Looking at some of the recent accomplishments of the fourth quarter (FY4Q20), the company's efficiency efforts are paying off as UNP saw its fourth-quarter adjusted operating ratio (operating expenses as a percentage of operating revenue) decline 410 basis points annually to 55.6%, an all-time quarterly record thanks to the effective implementation of precision railroading.
We also saw all-time quarterly records in Locomotive Productivity (measured as gross ton-miles per average daily locomotive horsepower) and Workforce Productivity (measured as average daily car miles per employee). Other improvements included an increase in train length (think more capacity per trip) and freight car velocity as well as a decrease (a positive) in freight car terminal dwell (the time a rail car spends at the terminals).
Looking ahead, the 2020 annual report, management noted that they expect volumes to increase 4% "to as high as" 6% versus 2020. The team also expects "continued margin improvement driven by pricing opportunities in excess of inflation and ongoing productivity initiatives." This should result in ~$500 million of productivity savings as the team better leverages its resources.
The bottom line is that there is no economic reopening without an increase in supply chain/industrial transport activity. This makes Union Pacific levered to autos, soybeans, lumber, oil, all of which should see increased demand as economic activity accelerates. Union Pacific's leading market position and significant pricing power will allow the company to offset inflationary pressures and the strong rebound that we are seeing in the end markets of the company's main customers supports management's view of mid-single digit volume increases in 2021.
We are starting relatively small in UNP as we want to leave room to scale into the position over time. Cyclically oriented stocks like UNP have been extremely resilient to the recent rise in interest rates as investors have rotated out of tech and into more "value-based" names. Should this great bifurcation reverse and work against UNP in the near-term, we will happily scale deeper into this position.
We are initiating the position with a $240 price target, which reflects roughly 25x 2022 consensus EPS estimates. This is a rich multiple relative to the company's historical average, but we think the company's earnings power is likely underappreciated and the "E" will prove to be higher based on the fact that expectations for economic growth are rising fast.
Watching Tech
As for tech, we are watching names closely in the Tuesday rebound but are currently sitting on our hands as we are hesitant to pay up multiple percent on a single day in a volatile market. If we see the tech-heavy Nasdaq lose some later in the afternoon, we will be ready to pick at one or two of some of our favorite names in the portfolio like One-rated Salesforce (CRM) or even Two-rated Alphabet (GOOGL) or Marvell Technology (MRVL) .
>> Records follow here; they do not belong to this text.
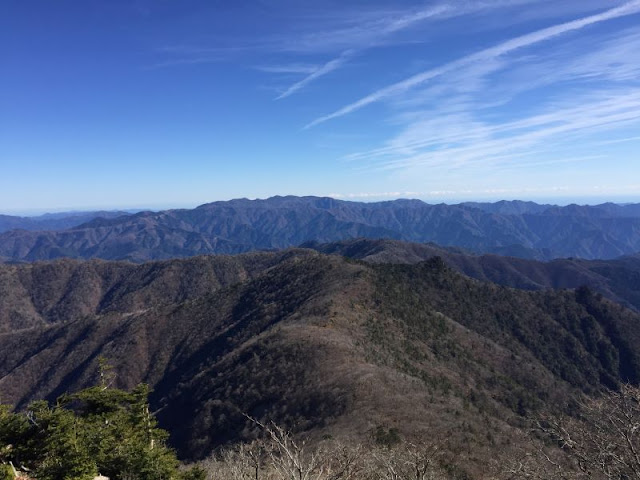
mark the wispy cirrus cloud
[276,50,356,100]
[304,0,640,128]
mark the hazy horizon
[0,194,640,217]
[0,0,640,212]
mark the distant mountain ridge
[0,196,640,262]
[305,238,640,311]
[0,210,131,233]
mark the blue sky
[0,0,640,213]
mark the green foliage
[0,385,203,480]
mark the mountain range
[0,244,640,468]
[0,196,640,262]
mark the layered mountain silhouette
[0,247,640,464]
[0,210,130,233]
[0,197,640,262]
[305,238,640,311]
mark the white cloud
[305,0,640,128]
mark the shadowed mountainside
[305,239,640,310]
[0,210,130,233]
[0,249,640,472]
[0,197,640,262]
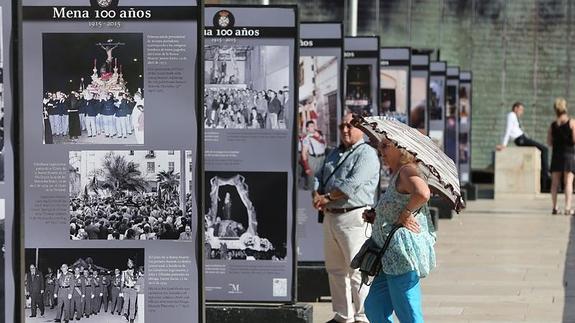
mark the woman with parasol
[352,117,463,323]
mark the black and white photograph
[24,248,146,323]
[204,45,293,130]
[379,68,408,123]
[205,172,287,261]
[409,76,428,132]
[345,65,373,115]
[297,56,339,191]
[69,150,192,240]
[0,199,6,318]
[429,79,445,120]
[42,33,144,144]
[0,7,4,182]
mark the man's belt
[325,205,366,214]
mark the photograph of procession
[23,248,146,323]
[297,56,339,191]
[204,45,293,130]
[205,172,287,261]
[42,33,144,144]
[379,67,409,123]
[345,64,374,115]
[69,150,191,240]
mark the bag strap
[321,142,366,189]
[377,224,403,259]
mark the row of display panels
[0,0,480,322]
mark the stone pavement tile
[423,284,520,296]
[308,196,575,323]
[423,294,553,306]
[423,305,463,317]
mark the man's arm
[301,139,311,175]
[334,146,380,197]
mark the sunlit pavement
[313,195,575,323]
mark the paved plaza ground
[313,195,575,323]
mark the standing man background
[44,267,56,309]
[120,258,138,323]
[54,264,74,322]
[301,120,325,191]
[26,264,44,317]
[313,113,380,323]
[111,268,123,315]
[496,102,549,191]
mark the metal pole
[349,0,358,37]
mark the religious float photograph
[42,33,144,144]
[205,172,287,261]
[69,150,192,240]
[204,45,292,130]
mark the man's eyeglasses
[338,122,353,130]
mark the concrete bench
[495,147,541,199]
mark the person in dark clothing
[68,92,82,139]
[26,264,44,317]
[86,220,100,240]
[266,90,282,129]
[547,98,575,215]
[83,98,99,137]
[102,93,117,137]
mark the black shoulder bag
[350,225,402,289]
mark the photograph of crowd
[42,33,144,144]
[297,56,339,191]
[204,45,293,130]
[69,150,192,240]
[444,85,459,164]
[345,65,373,115]
[24,248,146,323]
[379,67,409,123]
[205,172,287,261]
[429,78,445,120]
[459,83,471,164]
[409,76,428,131]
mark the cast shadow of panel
[563,216,575,323]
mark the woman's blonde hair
[553,98,567,117]
[399,148,417,166]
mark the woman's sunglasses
[338,122,353,130]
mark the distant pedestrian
[496,102,549,190]
[547,98,575,215]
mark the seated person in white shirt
[496,102,549,189]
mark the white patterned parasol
[351,117,465,213]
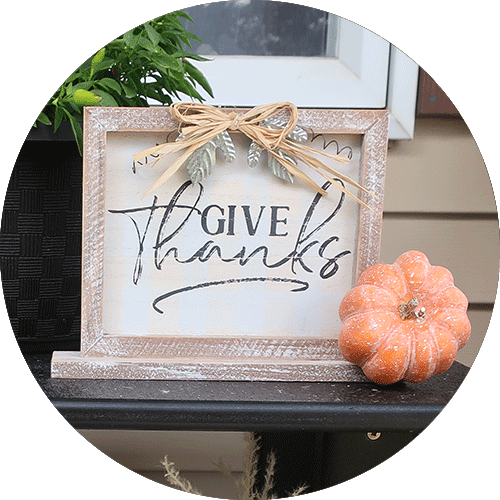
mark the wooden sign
[52,107,388,381]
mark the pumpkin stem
[399,297,425,322]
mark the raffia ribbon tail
[133,102,377,208]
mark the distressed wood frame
[52,107,389,381]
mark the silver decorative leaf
[186,141,217,184]
[247,141,263,168]
[214,130,236,163]
[267,151,297,184]
[181,131,236,184]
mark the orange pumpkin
[339,251,471,384]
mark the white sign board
[52,108,387,380]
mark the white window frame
[188,18,418,139]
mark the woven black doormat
[0,141,82,352]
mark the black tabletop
[25,354,468,431]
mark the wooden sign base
[51,342,368,382]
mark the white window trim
[187,18,418,139]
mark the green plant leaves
[36,11,213,151]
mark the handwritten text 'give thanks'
[109,181,352,313]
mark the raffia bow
[133,102,375,208]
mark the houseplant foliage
[35,11,212,152]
As for those Twos, GOOGL is on our radar because it is a reopening stock that we think does not deserve to be 5% off its highs (before today's move) with the return of travel advertisements. The multiple is also getting very attractive here at just 29x 2021 EPS estimates.
In the case of MRVL, we sold a huge chunk of our position ahead of the quarter in our Alert here and we like the fact that an analyst who has been on the sidelines upgraded their rating yesterday citing an "appealing" risk-reward.